Başarısızlığı kabul etmek kolay değildir.
Yükümlülük altına girmekten çekinirler, bir yandan da yükümlü olmak isterler.
Seçim yapmakta zorlanırlar, seçim yapmak diğer seçeneklerden vazgeçmek demektir. Her şeye sahip olamayacağını kabullenmek demektir. Seçim gerektiren kararlar çok zorlayıcı olur.
İlişkilerinin dozunu ayarlamakta güçlük çekerler. Sevdiklerine karşı aşırı yoğun ve aşırı talepkar olabilirler. Kişisel alan gereksinimi nedeniyle zaman zaman ilişkide kopukluklara da neden olabilirler.
Küçük yaşlarda hep güçsüz ve kontrol edilen rolde olduklarından erişkin olduklarında hep kontrol etmek isterler, profesyonel ilişkilerde bu durum onları becerikli kılarken duygusal ilişkilerde sorun yaşamalarına neden olur.
İlişkilerinin bağımlı mı bağımsız mı olduğuna karar vermekte güçlük çekerler.
Her Zaman Yalnız
Kendilerini her zaman yalnız hissederler ve bundan hoşnut olurlar.

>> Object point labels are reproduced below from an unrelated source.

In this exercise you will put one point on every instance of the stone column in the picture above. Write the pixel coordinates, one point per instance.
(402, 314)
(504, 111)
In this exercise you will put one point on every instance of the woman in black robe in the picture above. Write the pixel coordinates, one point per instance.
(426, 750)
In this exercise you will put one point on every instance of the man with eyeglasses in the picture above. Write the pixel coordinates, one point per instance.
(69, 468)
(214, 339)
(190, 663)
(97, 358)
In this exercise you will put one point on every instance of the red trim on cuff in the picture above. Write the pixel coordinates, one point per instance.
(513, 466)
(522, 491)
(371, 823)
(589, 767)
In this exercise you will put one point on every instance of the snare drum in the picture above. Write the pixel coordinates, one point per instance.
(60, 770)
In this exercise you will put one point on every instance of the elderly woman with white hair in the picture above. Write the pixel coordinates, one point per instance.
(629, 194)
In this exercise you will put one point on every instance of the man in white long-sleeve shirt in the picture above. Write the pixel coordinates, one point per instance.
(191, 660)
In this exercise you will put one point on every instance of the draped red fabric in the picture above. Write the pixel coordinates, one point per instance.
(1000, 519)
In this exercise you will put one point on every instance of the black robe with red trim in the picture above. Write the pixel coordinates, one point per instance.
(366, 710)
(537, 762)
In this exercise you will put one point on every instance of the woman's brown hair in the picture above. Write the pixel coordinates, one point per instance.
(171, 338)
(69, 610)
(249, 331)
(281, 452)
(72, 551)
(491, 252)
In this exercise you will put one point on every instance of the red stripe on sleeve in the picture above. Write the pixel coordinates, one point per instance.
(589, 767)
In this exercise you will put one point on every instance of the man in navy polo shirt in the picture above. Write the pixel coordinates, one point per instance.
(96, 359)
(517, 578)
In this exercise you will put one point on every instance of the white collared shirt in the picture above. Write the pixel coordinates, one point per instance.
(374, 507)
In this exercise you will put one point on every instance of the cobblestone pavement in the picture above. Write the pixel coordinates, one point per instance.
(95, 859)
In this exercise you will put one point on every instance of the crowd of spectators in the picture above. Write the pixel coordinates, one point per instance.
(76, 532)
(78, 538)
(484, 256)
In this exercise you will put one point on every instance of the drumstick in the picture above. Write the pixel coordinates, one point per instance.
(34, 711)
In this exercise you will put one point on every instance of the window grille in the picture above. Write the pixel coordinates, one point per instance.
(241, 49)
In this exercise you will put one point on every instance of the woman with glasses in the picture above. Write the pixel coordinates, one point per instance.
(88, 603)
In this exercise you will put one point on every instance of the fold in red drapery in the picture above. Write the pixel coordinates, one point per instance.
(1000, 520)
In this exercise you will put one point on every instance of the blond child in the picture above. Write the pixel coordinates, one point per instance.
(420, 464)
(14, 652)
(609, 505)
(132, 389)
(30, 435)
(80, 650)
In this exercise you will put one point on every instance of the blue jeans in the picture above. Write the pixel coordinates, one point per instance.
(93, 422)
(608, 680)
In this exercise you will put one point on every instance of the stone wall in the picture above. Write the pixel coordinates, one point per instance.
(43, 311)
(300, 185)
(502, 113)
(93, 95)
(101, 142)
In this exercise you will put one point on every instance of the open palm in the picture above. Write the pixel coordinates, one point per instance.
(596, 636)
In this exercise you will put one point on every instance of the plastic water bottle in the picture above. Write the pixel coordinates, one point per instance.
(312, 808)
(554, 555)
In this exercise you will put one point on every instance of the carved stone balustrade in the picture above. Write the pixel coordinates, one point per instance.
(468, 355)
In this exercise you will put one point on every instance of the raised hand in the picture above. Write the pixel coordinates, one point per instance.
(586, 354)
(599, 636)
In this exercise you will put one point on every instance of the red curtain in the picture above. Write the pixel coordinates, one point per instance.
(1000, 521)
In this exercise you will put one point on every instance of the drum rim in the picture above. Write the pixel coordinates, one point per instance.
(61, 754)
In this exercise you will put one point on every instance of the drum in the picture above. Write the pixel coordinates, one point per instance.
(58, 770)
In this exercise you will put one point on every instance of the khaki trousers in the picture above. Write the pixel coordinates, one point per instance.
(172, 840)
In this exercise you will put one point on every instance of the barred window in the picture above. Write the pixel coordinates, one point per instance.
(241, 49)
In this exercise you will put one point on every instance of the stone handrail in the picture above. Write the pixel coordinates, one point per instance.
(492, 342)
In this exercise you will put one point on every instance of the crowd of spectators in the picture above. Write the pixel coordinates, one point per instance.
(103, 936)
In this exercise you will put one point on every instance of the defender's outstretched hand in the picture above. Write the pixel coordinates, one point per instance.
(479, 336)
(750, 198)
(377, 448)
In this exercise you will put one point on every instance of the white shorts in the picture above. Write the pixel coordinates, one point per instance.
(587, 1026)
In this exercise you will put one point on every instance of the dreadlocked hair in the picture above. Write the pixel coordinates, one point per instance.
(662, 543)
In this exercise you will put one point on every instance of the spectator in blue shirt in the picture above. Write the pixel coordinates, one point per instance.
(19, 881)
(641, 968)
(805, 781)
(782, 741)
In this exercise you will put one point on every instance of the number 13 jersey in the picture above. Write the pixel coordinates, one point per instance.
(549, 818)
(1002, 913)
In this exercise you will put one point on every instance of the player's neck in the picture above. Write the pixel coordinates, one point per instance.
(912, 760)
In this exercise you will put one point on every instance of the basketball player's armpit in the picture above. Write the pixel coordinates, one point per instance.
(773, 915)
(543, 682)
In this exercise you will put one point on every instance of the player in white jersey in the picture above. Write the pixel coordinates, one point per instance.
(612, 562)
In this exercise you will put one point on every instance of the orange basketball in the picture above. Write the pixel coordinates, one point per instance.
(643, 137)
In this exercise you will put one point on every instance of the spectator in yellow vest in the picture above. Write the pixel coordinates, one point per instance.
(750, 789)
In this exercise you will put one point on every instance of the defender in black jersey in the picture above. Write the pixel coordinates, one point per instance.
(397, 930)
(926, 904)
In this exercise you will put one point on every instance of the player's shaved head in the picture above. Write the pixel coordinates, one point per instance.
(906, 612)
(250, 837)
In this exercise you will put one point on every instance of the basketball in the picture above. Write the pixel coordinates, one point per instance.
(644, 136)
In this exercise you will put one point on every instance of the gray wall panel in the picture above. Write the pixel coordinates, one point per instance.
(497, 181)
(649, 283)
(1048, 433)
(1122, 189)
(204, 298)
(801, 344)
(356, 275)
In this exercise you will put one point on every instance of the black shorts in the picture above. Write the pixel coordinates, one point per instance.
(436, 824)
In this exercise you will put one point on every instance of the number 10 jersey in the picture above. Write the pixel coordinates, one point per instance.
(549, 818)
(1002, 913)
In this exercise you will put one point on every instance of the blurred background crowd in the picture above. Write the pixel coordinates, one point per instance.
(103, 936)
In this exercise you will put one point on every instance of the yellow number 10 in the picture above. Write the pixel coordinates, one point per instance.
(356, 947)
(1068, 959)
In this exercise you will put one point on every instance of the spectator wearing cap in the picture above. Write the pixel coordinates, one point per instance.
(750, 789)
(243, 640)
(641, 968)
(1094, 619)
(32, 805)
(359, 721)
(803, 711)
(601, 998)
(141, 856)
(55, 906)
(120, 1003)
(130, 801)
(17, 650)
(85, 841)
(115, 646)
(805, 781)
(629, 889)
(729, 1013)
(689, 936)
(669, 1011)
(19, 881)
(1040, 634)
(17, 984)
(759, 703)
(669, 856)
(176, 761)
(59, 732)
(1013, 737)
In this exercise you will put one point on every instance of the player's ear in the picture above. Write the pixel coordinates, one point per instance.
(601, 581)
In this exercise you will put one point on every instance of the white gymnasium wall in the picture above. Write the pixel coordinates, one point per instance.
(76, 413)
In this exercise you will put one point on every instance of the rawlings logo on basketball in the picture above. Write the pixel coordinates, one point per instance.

Yalnız kalmaya gereksinim duyarlar.
- Aile içinde mütteffiki olmamak
- Anne-babanın dünyasına yabancı kalmak
- Yoksun bırakılmış hissetmek
- Sorunlarını paylaşabileceği yaşına yakın bir akrabası olmamak
- Anne-babayla ilgili önemli kararlar alma noktasında yalnız kalma, sorumluluğu paylaşamama
- Anne-babayla ilgili üzücü olayları paylaşacak kimse olmaması
- Ortak anıları olamamak
- Anne-babaya karşı güç birliği yapacak kimse olmaması
Baş etmek için:
- Kendini oyalamayı öğrenmek
- Hayal gücünü genişletmek
- Hayvan beslemek
- Okumak
- Okulda vakit geçirmek
Yetişkinlik döneminde ise mutlaka kendilerine alan yaratmaya çalışırlar. Bir yandan yükümlük altına girmek istemezler, hem bağımsızlıklarını kaybedeceklerinden korkarlar hem de en doğruyu yapmak istediklerinden yükümlülüğün altında ezilebilirler.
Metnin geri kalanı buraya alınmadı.